Page:Féron - Même sang, 1919.djvu/20

Cette page a été validée par deux contributeurs.

Ce ne fut pas non plus la folle ambition
De gagner sous le feu la réputation.
Et nous sommes venus, nous petits de la terre,
Non pas pour nous grandir dans cet art de la guerre
Et nous hausser ensuite en un orgueil hautain,
Non plus pour acquérir quelque riche butin,
Non… Ni l’amour du gain, ni l’appât du mérite,
Non plus de voir, un jour, à notre nom écrite
Quelque page d’histoire, ou des chants immortels
Chantés par le poète en des vers solennels.
Ni sommes-nous venus pour défendre l’Empire,
— L’Empire d’Albion dont ma race est martyre, —
Ni promesse ou menace — outil vain du plus fort —
N’a dirigé nos pas ; car la peur ou la mort
N’a jamais émoussé la cuirasse du brave ;
Car nous sommes venus libres de toute entrave
Et de toute contrainte, avec un cœur léger,
Vaillant, pas même ému par l’aspect du danger,
Et sans rien redouter de la misère immense ;
Car nous sommes venus simplement pour la France.

L’ORPHELINE, avec ardeur

Simplement parce que vous étiez tous français !

(À mi-voix)

Comme frère déjà je vous reconnaissais

LE CANADIEN
(dans un tendre reproche)

Et pourtant vous doutiez encore tout à l’heure…

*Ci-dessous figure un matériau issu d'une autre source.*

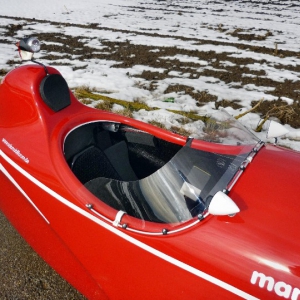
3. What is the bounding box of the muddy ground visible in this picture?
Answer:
[0,7,300,128]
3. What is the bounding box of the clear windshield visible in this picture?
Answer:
[86,114,258,223]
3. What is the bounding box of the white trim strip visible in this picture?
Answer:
[0,164,50,224]
[0,150,259,300]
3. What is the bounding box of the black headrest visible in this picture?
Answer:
[40,74,71,112]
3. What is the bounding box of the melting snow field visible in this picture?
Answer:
[0,0,300,150]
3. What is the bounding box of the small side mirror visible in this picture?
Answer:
[16,37,41,61]
[267,121,289,139]
[208,191,240,216]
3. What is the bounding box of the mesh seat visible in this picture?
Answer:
[71,146,121,183]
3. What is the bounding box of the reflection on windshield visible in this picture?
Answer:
[81,111,258,224]
[85,144,253,223]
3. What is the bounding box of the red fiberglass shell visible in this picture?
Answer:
[0,65,300,300]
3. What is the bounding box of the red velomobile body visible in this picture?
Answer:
[0,65,300,300]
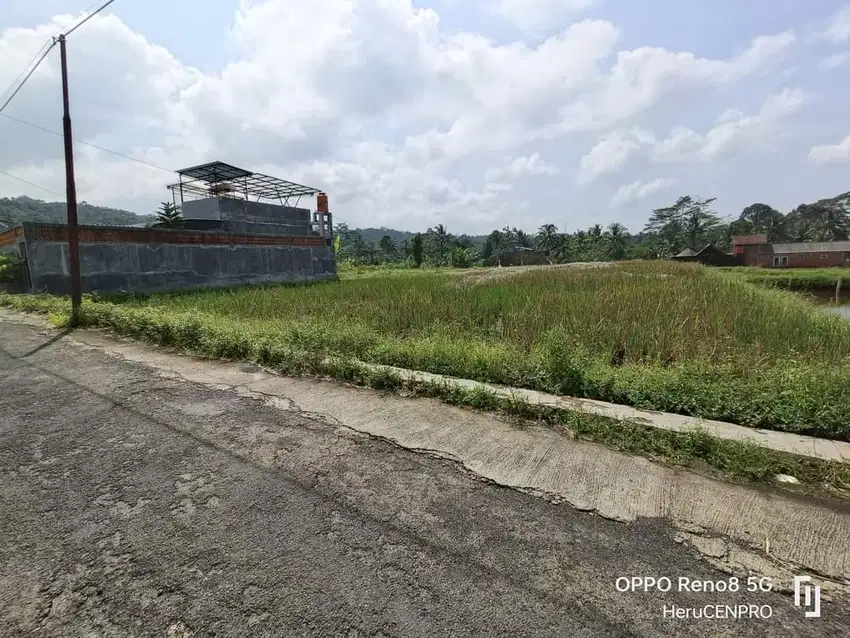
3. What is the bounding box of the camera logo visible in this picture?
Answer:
[794,576,820,618]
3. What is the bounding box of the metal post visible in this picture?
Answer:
[58,35,83,325]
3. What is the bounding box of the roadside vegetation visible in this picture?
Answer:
[6,262,850,440]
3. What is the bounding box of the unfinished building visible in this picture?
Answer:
[0,162,337,294]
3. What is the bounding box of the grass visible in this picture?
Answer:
[722,268,850,292]
[0,262,850,450]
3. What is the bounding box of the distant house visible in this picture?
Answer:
[485,246,549,266]
[732,235,850,268]
[732,235,772,266]
[760,241,850,268]
[672,244,741,266]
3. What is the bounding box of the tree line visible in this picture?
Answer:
[336,192,850,268]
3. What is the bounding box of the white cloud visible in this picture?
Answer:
[809,135,850,164]
[611,177,676,208]
[823,6,850,44]
[576,129,653,184]
[0,0,824,231]
[497,0,598,30]
[818,51,850,71]
[576,88,813,184]
[485,153,558,181]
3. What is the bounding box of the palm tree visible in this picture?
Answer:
[537,224,558,252]
[154,202,183,228]
[428,224,451,264]
[378,235,396,260]
[605,222,628,261]
[512,228,531,248]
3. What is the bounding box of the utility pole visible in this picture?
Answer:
[57,34,83,325]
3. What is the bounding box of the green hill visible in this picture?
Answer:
[0,196,153,227]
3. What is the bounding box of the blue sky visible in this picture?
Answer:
[0,0,850,232]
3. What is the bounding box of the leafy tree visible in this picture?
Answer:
[153,202,183,228]
[733,203,786,242]
[378,235,397,260]
[481,230,507,259]
[644,195,720,257]
[449,246,478,268]
[605,222,629,260]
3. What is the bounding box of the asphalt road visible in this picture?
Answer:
[0,322,850,637]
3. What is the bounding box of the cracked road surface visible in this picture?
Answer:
[0,321,850,636]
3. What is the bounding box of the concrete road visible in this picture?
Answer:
[0,321,850,637]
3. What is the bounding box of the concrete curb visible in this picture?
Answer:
[0,307,850,463]
[361,363,850,463]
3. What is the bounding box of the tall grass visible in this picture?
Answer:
[6,263,850,440]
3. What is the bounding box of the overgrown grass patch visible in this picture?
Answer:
[0,262,850,440]
[722,267,850,292]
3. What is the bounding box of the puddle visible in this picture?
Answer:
[809,291,850,319]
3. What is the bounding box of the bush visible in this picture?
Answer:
[0,253,24,284]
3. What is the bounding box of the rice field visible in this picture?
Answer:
[6,262,850,440]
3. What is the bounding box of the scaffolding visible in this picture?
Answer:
[167,162,321,208]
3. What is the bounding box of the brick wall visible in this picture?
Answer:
[0,226,24,247]
[30,224,326,246]
[759,251,845,268]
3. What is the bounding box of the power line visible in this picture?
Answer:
[0,0,121,113]
[0,113,175,173]
[3,39,53,104]
[0,170,65,197]
[0,40,56,113]
[64,0,115,37]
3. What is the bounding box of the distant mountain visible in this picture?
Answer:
[0,196,154,227]
[354,227,487,246]
[355,227,416,244]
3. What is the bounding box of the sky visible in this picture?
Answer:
[0,0,850,234]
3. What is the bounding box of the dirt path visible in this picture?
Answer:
[0,321,850,636]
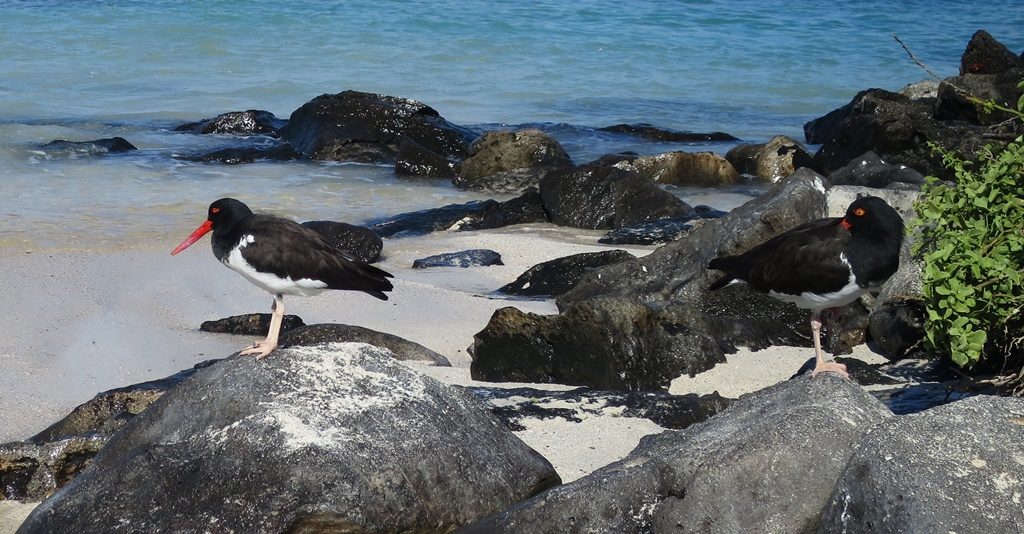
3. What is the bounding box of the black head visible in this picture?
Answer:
[171,199,253,256]
[206,198,253,228]
[841,197,903,241]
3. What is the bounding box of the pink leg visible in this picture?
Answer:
[239,295,285,360]
[811,311,850,378]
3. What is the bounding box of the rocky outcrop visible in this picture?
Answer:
[413,248,505,269]
[828,152,925,190]
[302,220,384,263]
[613,152,739,187]
[725,135,814,183]
[19,343,558,533]
[178,142,302,161]
[597,124,739,142]
[470,298,725,391]
[935,67,1024,125]
[498,250,634,296]
[452,129,572,193]
[597,217,693,245]
[174,110,288,137]
[199,314,306,336]
[459,374,892,534]
[959,30,1024,76]
[281,91,476,163]
[0,360,216,500]
[394,137,456,178]
[39,137,138,157]
[540,165,693,229]
[818,397,1024,534]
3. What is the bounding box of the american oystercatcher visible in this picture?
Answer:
[171,199,393,360]
[708,197,903,376]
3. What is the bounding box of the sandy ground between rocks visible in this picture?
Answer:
[0,224,878,534]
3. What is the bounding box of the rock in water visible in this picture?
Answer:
[459,375,892,534]
[818,396,1024,534]
[19,343,559,533]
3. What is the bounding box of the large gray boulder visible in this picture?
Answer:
[460,374,892,534]
[18,343,558,533]
[818,396,1024,534]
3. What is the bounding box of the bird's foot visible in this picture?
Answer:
[239,340,278,360]
[811,362,850,379]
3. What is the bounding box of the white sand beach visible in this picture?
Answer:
[0,224,881,533]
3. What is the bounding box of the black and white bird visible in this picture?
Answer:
[708,197,903,375]
[171,199,392,360]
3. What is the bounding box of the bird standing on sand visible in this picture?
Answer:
[708,197,903,376]
[171,199,393,360]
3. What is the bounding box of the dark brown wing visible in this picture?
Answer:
[709,217,850,294]
[241,215,393,300]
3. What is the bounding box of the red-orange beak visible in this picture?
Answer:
[171,220,213,256]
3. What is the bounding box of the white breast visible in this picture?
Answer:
[223,235,327,296]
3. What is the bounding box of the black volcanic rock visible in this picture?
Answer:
[598,124,739,142]
[959,30,1024,76]
[199,314,306,336]
[804,89,989,179]
[174,110,288,137]
[413,248,505,269]
[19,343,559,534]
[452,128,572,192]
[457,374,892,534]
[470,298,725,391]
[281,91,476,163]
[40,137,138,156]
[281,323,452,367]
[498,250,634,296]
[394,137,456,178]
[368,190,548,238]
[302,220,384,263]
[828,152,925,189]
[540,165,693,229]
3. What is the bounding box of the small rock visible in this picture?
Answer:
[818,396,1024,534]
[413,248,505,269]
[725,135,814,183]
[199,314,306,336]
[598,124,739,142]
[498,250,634,296]
[174,110,288,137]
[302,220,384,263]
[540,165,693,229]
[41,137,138,156]
[281,323,452,367]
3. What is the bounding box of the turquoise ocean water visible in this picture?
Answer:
[0,0,1024,249]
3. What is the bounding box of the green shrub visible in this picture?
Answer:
[912,130,1024,373]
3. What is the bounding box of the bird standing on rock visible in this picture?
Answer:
[171,199,393,360]
[708,197,903,376]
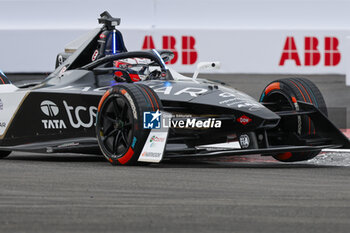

(Se rapprochant de la jeune fille et croisant les bras)


Un peuple s’éteint-il ?… Non, toujours il demeure.
Et groupe tout d’abord issu de votre sang
Et de votre valeur, sans cesse grandissant
Ce groupe devint peuple. Et dans sa fierté d’âme,
Avec un cœur brûlant d’une héroïque flamme,
N’oubliant pas sa mère et le vieux sol natal,
En dépit de l’espace et d’un pouvoir brutal,
Et malgré la longueur d’un siècle de souffrance,
Ce peuple est demeuré le vrai fils de la France.